Oral CU06-1004 was linked to improvements in best-corrected visual acuity (BCVA) and positive anatomic changes in eyes with diabetic macular edema (DME), according to late-breaking data presented at the American Society of Retina Specialists (ASRS) 42nd Annual Meeting.
In preclinical study data, CU06, a novel endothelial dysfunction blocker, was proven to stabilize damaged capillaries, reduce abnormal angiogenesis, and impede inflammatory activation. These Phase 2 data furthered these findings by demonstrating visual improvements and stabilization of central subfield thickness (CST) in DME.
“In summary, with the obvious shortcomings of the study not having a control, we can summarize the drug was safely taken orally for 12 weeks, there was a dose-dependent improvement in BCVA, and showed changes in metabolic and inflammatory biomarkers,” said presenting investigator Victor Gonzalez, MD, Valley Retina Institute.
The Phase 2a study was a proof-of-concept, multi-center, randomized, open-label, parallel-group clinical trial.
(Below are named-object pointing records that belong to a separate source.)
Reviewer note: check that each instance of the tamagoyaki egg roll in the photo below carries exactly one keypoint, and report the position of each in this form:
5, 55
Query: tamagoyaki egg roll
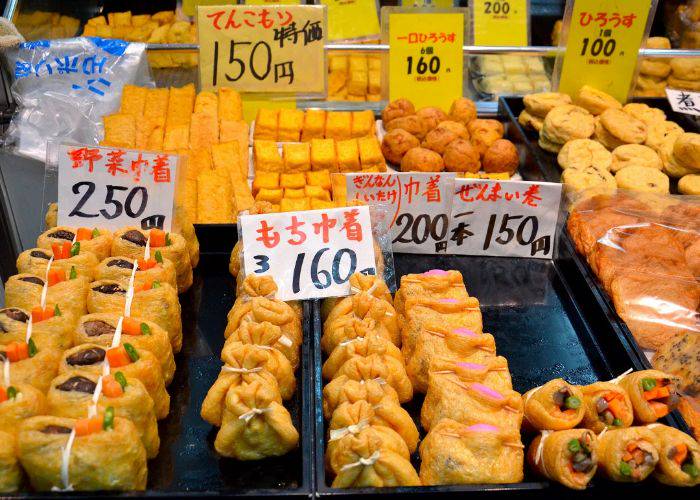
94, 240
71, 395
106, 454
99, 328
69, 258
556, 405
157, 302
131, 361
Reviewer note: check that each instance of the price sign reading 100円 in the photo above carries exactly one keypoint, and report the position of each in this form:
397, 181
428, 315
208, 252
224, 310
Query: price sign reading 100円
262, 48
425, 58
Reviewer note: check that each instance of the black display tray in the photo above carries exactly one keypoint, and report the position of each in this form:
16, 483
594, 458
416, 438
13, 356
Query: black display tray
546, 325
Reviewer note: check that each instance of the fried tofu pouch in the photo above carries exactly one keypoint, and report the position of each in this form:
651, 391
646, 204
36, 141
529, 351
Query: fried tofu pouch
555, 405
112, 460
91, 357
254, 424
131, 242
569, 457
627, 455
53, 333
35, 260
453, 453
96, 241
159, 304
99, 328
607, 405
71, 395
119, 269
653, 393
364, 463
679, 457
10, 472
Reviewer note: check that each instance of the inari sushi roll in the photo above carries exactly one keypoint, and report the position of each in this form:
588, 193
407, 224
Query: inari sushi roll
106, 453
157, 302
156, 268
97, 241
99, 328
70, 258
131, 242
131, 361
71, 395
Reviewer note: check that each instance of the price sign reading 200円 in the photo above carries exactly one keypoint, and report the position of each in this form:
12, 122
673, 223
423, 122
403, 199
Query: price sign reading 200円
262, 48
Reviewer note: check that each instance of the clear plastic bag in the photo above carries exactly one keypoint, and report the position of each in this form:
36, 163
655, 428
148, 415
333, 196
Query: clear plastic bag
63, 88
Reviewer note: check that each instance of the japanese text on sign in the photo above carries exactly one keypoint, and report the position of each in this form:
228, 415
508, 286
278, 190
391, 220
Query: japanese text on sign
504, 218
603, 43
114, 187
257, 48
420, 206
311, 254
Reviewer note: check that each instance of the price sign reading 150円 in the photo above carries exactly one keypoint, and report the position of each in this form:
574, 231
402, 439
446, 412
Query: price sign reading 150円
263, 48
425, 58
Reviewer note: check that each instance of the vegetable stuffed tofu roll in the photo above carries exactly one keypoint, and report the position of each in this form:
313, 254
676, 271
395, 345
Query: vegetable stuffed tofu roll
132, 362
156, 268
607, 405
96, 241
555, 405
70, 258
99, 328
71, 395
568, 457
627, 455
654, 394
454, 453
679, 457
131, 242
106, 453
254, 424
156, 302
10, 472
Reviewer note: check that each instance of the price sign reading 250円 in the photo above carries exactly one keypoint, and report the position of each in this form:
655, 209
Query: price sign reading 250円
263, 48
425, 58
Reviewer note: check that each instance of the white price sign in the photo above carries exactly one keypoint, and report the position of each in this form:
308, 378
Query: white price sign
420, 206
114, 187
684, 101
310, 254
504, 218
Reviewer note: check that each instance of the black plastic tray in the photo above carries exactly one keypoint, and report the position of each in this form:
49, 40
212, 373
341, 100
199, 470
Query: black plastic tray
547, 326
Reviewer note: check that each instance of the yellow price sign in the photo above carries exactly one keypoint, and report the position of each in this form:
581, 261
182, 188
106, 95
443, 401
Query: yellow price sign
603, 44
348, 19
501, 22
252, 48
426, 63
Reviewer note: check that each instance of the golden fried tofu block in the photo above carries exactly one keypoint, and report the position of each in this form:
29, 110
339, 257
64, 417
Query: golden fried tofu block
120, 130
323, 156
266, 124
317, 192
204, 131
348, 155
297, 157
293, 181
289, 125
338, 125
294, 193
270, 195
314, 124
371, 153
363, 123
320, 178
266, 180
230, 105
294, 204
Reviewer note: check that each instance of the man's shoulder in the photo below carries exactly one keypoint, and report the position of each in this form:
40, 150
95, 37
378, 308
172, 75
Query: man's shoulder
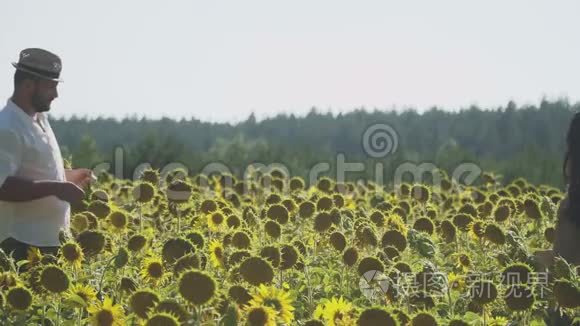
8, 120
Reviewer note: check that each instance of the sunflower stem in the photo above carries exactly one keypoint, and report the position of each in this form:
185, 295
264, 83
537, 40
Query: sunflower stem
80, 317
103, 275
58, 313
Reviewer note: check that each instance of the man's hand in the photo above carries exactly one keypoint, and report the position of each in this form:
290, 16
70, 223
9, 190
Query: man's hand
80, 177
70, 192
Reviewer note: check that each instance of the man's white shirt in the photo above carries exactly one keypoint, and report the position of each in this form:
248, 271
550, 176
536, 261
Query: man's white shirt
26, 150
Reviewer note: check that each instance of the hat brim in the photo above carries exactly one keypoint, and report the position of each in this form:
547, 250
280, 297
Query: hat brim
35, 73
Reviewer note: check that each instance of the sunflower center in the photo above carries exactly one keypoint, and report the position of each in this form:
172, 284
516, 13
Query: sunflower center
274, 303
258, 317
105, 317
155, 270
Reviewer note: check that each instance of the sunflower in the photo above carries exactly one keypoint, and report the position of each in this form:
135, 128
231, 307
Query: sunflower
260, 316
216, 251
336, 312
456, 282
215, 221
81, 295
34, 256
279, 300
107, 314
72, 254
152, 270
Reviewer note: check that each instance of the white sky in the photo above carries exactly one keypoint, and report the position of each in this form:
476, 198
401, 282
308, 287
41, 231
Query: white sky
221, 60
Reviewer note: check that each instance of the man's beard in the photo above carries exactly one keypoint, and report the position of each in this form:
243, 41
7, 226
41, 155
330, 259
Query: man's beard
39, 104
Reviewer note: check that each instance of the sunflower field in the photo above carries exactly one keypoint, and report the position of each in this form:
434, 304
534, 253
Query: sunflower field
270, 250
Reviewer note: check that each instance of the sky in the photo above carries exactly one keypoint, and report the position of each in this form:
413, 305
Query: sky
220, 61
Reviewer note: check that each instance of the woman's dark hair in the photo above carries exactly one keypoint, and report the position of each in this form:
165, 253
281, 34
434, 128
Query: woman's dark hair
573, 180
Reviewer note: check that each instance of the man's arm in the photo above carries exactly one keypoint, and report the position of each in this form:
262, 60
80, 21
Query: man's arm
18, 189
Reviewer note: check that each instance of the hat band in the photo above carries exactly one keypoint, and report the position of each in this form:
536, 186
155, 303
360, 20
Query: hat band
42, 72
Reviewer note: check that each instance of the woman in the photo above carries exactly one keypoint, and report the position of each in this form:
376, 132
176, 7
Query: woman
567, 237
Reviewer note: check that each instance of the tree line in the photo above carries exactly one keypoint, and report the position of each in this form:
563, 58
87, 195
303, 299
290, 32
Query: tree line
526, 141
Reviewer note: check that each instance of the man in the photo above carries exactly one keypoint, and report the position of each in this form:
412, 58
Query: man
36, 190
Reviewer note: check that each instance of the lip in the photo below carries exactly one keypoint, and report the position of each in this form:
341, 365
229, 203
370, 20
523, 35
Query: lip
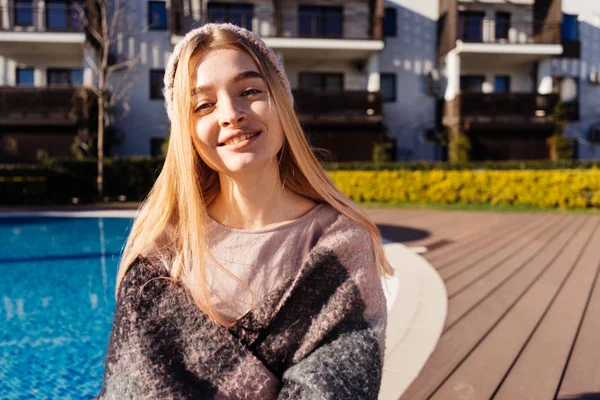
243, 144
236, 134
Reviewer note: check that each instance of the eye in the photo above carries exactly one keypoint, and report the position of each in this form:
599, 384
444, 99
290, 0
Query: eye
250, 92
203, 107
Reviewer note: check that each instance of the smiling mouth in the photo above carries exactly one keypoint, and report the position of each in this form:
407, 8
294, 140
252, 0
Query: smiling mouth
239, 139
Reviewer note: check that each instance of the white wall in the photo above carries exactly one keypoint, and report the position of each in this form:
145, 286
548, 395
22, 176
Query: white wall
148, 117
10, 63
353, 79
411, 55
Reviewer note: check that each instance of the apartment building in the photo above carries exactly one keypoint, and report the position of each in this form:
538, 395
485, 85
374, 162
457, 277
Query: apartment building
493, 70
330, 51
499, 69
410, 78
41, 68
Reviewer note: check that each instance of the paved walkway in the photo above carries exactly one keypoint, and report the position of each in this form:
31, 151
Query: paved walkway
523, 303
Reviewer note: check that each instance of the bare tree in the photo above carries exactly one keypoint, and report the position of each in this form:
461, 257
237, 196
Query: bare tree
106, 22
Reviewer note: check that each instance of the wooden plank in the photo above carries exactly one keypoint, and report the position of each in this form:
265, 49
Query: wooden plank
492, 258
476, 238
464, 301
481, 373
458, 341
494, 252
582, 374
545, 355
453, 229
408, 232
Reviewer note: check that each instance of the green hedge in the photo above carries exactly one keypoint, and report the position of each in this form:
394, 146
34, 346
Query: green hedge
486, 165
58, 181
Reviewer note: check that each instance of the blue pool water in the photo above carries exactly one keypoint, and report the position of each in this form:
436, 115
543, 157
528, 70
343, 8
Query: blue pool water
57, 282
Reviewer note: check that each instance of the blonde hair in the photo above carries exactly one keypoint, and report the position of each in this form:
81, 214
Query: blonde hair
169, 226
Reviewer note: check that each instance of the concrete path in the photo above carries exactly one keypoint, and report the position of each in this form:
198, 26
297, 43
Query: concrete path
417, 305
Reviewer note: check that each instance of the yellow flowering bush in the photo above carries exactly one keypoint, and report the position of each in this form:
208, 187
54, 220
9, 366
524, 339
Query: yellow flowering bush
568, 188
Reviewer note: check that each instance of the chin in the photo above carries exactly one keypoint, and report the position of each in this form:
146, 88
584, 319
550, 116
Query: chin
248, 163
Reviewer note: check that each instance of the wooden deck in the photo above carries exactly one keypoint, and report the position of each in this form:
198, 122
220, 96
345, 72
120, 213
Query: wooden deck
523, 316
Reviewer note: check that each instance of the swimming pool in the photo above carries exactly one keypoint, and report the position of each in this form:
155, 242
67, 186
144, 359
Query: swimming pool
57, 301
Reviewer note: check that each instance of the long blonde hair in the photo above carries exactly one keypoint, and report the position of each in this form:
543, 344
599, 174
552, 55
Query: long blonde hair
170, 221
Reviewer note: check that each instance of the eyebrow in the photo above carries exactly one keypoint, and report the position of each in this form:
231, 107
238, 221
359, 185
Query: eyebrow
239, 77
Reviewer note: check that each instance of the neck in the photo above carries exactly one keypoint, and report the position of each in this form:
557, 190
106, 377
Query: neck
251, 201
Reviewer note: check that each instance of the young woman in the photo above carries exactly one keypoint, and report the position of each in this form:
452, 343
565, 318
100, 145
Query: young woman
247, 274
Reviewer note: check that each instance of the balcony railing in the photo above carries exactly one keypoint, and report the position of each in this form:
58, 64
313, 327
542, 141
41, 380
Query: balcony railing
331, 23
338, 106
37, 105
501, 108
497, 30
48, 18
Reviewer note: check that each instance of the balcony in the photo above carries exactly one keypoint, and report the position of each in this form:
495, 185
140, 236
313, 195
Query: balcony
504, 31
37, 106
338, 107
483, 39
496, 110
50, 23
295, 31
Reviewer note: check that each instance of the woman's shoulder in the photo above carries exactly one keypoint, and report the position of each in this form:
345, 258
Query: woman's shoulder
343, 232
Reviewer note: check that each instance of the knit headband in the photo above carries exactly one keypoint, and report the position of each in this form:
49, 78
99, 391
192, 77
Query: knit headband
252, 38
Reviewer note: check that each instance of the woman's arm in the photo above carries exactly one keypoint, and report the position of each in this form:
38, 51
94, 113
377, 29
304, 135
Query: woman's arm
340, 355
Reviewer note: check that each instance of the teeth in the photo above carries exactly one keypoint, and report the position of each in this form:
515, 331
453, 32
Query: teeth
240, 138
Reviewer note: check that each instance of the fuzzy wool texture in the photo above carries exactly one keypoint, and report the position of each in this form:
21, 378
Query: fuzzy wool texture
320, 335
251, 37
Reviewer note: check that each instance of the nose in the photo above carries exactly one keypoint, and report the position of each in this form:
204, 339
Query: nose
231, 112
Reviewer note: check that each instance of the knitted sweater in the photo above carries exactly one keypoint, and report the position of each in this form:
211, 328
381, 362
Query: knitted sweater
320, 335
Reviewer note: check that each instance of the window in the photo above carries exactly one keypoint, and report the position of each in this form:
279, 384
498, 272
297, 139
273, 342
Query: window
237, 14
570, 28
61, 15
157, 84
502, 25
388, 87
389, 22
502, 84
568, 88
157, 15
322, 81
77, 76
156, 145
25, 77
64, 77
470, 26
23, 13
320, 21
471, 83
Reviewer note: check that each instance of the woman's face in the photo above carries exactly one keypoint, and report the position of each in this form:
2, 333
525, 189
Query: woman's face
237, 128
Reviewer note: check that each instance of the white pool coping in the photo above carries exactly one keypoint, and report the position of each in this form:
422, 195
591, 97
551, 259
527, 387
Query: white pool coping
417, 310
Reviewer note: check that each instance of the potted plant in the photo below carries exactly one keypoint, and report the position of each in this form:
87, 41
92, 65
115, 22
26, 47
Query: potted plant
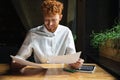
108, 42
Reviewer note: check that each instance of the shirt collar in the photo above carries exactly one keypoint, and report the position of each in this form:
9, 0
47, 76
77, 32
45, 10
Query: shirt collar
50, 33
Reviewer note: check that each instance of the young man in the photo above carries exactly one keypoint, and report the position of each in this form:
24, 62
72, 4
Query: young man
51, 38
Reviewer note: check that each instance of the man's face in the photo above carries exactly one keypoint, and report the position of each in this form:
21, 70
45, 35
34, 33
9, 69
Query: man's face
51, 22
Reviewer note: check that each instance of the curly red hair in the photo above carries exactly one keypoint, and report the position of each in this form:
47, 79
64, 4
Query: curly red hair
51, 7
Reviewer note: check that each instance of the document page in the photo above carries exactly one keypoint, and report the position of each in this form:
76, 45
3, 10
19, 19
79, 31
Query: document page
64, 59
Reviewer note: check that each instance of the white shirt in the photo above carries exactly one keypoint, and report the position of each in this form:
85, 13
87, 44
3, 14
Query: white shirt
43, 43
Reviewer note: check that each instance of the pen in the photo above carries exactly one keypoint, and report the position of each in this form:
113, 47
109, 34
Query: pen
69, 70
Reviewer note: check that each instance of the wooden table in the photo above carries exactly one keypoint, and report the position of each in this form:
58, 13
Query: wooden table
54, 72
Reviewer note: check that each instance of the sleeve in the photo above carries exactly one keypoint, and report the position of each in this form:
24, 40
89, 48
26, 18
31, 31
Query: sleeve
70, 44
26, 49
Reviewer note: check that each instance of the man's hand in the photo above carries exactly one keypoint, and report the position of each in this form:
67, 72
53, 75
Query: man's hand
78, 64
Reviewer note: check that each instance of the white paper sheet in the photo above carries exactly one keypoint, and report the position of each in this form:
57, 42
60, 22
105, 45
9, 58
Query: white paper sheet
24, 62
65, 59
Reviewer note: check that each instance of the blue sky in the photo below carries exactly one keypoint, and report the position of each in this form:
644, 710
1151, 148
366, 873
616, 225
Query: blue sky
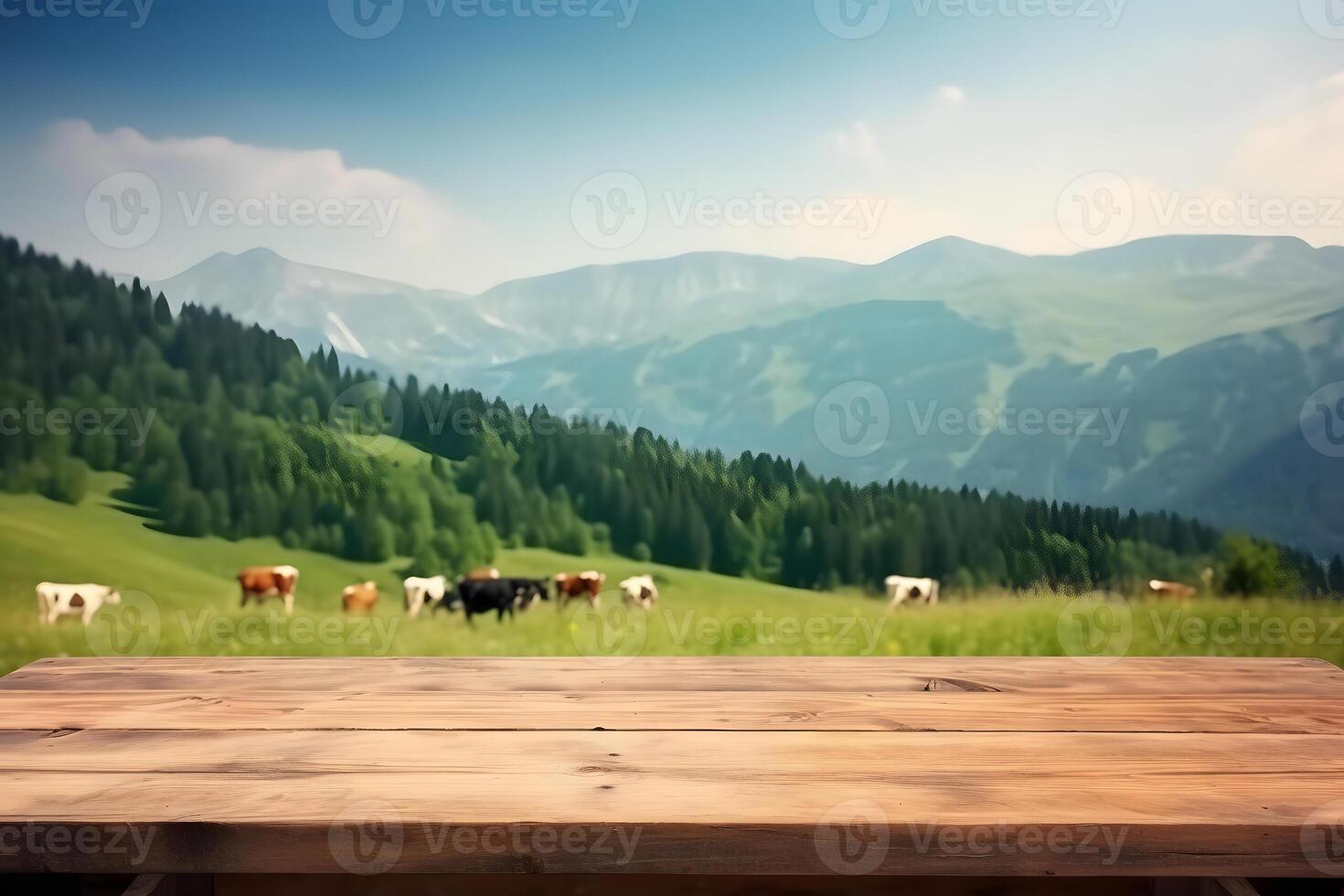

Investigators sought to assess the efficacy and safety of orally administered CU06-1004 to improve CST and BCVA in eyes with center-involved DME and determine optimal dosage.
Criteria for inclusion included CST, as measured by the Zeiss Cirrus (≥290 µm in women or ≥305 µm in men) and Heidelberg Spectralis (≥305 µm in women or ≥320 µm in men), and a BCVA letter score of 34 to 83.
Those matching eligibility (n = 67) were randomized to CU06 100 mg, 200 mg, or 300 mg dosed once daily for 12 weeks over a 4-week follow-up. Efficacy and safety assessments were conducted at baseline and Weeks 4, 8, 12, and 16.
The study’s primary outcome comprised the mean change from baseline in CST at Week 12, while secondary outcomes involved the change in BCVA and blood biomarkers. Subgroup analyses were conducted according to treatment history, baseline BCVA, and CST.
At baseline, the mean CST was 399.1, 402,2, and 381.2 µm, respectively, for the CU06 100 mg, 200 mg, and 300 mg dose cohorts. After 12-week treatment, the analysis showed CST measures remained mostly stable, without further worsening.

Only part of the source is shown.